L'octogénaire Anna a été violée par quatre hommes. « Mon sang a coulé partout (...) Ils ont aussi pris une machette pour entailler ma main entre le pouce et l'index », ajoute-t-elle. Le 3 août, les rebelles ont quitté la localité sans être inquiétés. Les autres victimes, deux étaient enceintes, ont pu fuir dans la forêt.
L'ONU a failli à sa mission
Selon le chef du village, Livingstone Bubusa, les assaillants étaient plus de 350, en majorité des membres des Forces démocratiques de libération du Rwanda (FDLR), accompagnés de miliciens congolais Maï-Maï, tous très présents dans la région où ils contrôlent des carrières minières artisanales. M. Bubusa, retenu dans un village voisin par les chefs rebelles qu'il venait saluer, a assisté malgré lui au dernier rassemblement des combattants avant qu'ils n'investissent Luvungi.

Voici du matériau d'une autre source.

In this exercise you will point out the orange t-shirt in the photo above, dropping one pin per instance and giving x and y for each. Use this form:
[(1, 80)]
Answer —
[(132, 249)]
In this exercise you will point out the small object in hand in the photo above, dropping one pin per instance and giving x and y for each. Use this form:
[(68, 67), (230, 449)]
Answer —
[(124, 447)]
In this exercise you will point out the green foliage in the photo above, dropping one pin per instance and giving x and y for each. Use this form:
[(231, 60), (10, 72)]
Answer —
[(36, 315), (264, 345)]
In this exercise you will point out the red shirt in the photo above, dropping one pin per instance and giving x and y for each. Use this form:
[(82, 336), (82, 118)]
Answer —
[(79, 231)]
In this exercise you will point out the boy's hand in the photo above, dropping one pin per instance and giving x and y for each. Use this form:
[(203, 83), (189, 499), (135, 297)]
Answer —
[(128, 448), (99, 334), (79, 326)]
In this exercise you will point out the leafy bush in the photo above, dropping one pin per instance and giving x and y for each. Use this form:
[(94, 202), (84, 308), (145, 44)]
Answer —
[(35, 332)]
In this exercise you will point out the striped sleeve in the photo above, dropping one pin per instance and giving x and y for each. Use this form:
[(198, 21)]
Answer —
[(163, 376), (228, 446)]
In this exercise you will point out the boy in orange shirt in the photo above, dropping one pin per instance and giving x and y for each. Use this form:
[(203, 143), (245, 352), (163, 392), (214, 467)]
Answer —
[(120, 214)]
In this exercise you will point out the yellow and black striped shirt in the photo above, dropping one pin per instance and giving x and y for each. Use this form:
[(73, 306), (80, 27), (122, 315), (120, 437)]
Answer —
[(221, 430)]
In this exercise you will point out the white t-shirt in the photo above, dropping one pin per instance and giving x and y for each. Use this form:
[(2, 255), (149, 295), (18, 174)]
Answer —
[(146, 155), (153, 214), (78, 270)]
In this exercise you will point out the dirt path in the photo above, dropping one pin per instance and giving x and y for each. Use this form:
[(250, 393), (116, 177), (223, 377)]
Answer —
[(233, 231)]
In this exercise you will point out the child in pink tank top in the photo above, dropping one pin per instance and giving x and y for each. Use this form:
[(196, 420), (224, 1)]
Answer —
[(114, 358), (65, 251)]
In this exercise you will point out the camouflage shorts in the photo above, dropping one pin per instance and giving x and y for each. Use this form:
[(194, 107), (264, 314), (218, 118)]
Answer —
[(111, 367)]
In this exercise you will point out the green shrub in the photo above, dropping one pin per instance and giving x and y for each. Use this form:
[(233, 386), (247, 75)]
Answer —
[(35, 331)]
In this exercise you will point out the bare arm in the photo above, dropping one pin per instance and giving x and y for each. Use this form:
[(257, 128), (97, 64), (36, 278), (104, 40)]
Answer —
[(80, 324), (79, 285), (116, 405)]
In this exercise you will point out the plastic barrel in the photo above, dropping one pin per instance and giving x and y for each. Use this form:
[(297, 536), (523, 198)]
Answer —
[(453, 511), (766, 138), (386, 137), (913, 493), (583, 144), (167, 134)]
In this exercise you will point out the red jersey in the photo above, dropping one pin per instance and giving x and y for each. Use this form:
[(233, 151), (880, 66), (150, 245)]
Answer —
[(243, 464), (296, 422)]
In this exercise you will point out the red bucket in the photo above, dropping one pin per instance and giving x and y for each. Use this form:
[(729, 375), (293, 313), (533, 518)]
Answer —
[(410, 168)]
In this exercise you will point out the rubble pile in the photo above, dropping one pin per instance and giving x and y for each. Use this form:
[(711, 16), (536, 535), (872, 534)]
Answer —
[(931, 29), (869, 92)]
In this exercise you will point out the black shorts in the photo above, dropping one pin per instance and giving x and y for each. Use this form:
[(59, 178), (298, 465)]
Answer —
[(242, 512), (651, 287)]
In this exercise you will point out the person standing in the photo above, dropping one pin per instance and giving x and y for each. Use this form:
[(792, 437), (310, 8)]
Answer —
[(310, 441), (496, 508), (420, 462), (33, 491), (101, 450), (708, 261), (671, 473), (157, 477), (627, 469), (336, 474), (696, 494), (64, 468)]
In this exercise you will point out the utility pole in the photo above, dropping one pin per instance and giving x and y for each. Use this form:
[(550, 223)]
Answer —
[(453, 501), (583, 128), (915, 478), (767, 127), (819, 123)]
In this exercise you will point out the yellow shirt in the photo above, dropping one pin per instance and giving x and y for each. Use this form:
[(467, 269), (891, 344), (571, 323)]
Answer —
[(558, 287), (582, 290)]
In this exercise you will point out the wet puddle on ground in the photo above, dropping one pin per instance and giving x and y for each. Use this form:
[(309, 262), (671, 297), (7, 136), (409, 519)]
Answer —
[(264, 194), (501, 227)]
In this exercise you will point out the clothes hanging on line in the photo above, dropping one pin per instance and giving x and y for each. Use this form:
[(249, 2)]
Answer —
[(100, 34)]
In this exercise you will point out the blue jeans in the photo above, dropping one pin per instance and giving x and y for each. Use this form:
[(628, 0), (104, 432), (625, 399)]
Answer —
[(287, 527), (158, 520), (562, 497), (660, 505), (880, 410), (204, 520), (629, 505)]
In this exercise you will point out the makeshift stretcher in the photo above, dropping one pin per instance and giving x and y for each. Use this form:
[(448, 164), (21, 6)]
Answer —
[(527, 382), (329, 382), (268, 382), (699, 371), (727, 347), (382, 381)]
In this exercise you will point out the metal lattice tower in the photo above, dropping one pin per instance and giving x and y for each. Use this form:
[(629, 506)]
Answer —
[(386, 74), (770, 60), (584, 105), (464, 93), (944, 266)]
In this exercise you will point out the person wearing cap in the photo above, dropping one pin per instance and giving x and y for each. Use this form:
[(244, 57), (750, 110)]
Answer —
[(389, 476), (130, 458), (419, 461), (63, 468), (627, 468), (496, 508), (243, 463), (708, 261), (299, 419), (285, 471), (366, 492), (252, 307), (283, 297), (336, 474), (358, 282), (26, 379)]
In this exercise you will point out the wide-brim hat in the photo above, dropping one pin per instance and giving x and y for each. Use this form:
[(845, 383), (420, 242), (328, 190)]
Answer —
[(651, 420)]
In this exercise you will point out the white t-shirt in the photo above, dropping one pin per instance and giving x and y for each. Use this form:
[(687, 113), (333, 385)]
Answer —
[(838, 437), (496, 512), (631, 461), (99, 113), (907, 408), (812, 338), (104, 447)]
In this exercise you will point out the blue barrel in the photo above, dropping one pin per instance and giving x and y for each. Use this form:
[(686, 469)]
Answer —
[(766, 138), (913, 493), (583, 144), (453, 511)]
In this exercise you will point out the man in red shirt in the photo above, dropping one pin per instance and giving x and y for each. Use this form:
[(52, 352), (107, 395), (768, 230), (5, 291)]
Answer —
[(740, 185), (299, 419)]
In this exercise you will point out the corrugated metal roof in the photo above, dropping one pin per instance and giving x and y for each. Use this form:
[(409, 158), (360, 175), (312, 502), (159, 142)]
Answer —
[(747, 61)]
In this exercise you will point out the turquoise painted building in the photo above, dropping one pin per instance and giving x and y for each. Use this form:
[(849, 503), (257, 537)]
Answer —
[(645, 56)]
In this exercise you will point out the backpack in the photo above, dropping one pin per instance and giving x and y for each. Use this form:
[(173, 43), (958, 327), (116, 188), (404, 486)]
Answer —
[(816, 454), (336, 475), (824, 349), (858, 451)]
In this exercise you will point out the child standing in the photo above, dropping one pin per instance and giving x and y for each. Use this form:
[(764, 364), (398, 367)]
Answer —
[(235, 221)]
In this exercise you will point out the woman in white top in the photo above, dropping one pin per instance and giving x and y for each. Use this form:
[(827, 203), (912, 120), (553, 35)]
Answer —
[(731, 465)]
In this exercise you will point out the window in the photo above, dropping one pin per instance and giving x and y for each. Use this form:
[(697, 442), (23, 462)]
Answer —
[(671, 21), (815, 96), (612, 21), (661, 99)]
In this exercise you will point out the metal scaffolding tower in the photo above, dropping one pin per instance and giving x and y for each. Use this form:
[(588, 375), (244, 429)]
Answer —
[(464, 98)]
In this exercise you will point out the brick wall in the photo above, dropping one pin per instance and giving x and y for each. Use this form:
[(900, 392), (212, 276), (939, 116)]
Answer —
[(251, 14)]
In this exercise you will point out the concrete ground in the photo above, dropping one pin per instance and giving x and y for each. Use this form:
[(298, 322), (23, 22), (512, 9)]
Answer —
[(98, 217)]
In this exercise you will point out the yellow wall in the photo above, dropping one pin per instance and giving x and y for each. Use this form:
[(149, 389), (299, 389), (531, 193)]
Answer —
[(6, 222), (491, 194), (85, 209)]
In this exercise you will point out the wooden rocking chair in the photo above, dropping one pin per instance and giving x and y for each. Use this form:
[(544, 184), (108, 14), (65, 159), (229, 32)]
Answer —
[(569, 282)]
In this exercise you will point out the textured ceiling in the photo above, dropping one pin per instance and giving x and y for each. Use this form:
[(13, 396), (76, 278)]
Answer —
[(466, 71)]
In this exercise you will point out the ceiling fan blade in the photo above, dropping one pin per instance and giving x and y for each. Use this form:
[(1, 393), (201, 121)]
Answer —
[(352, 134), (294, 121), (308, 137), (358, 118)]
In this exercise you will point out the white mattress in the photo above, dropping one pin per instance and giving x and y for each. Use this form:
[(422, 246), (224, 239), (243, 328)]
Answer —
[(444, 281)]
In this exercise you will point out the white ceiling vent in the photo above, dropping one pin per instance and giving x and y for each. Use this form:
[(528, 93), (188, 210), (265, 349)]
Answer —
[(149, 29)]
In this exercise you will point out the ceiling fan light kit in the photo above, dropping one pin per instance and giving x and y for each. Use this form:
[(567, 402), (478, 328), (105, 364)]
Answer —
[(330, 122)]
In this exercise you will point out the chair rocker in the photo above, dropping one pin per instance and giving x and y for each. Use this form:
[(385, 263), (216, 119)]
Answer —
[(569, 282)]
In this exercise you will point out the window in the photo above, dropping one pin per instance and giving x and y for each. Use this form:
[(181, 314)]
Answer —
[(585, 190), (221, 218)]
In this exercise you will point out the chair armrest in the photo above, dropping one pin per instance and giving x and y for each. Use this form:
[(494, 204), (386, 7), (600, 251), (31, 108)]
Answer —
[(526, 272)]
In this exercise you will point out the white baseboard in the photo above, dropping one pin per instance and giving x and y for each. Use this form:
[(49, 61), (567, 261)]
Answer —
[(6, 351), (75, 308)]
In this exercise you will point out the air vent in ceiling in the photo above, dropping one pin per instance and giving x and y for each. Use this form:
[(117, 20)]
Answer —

Le nombre des victimes s'élèverait à 384 au total, selon les autorités de Walikale. En effet, jusqu'au 3 août, les chefs rebelles sont restés à Luvungi, mais leurs hommes ont sévi dans huit autres villages proches, comme à Bitumbi où une vingtaine de femmes ont été violées. Plus de 242 victimes avaient été prises en charge médicalement jusqu'à début septembre, selon l'ONG International Medical Corps qui appuie des centres de santé locaux. Une patrouille de l'ONU, de passage à Luvungi le 2 août, n'avait relevé que les pillages mais pas de témoignages de viols.
Mardi, à New York, le sous-secrétaire général de l'ONU chargé des opérations de maintien de la paix, Atul Khare, a affirmé que plus de 500 viols avaient été perpétrés en août dans le Kivu et reconnu que les Casques bleus déployés dans la région avaient failli à leur mission.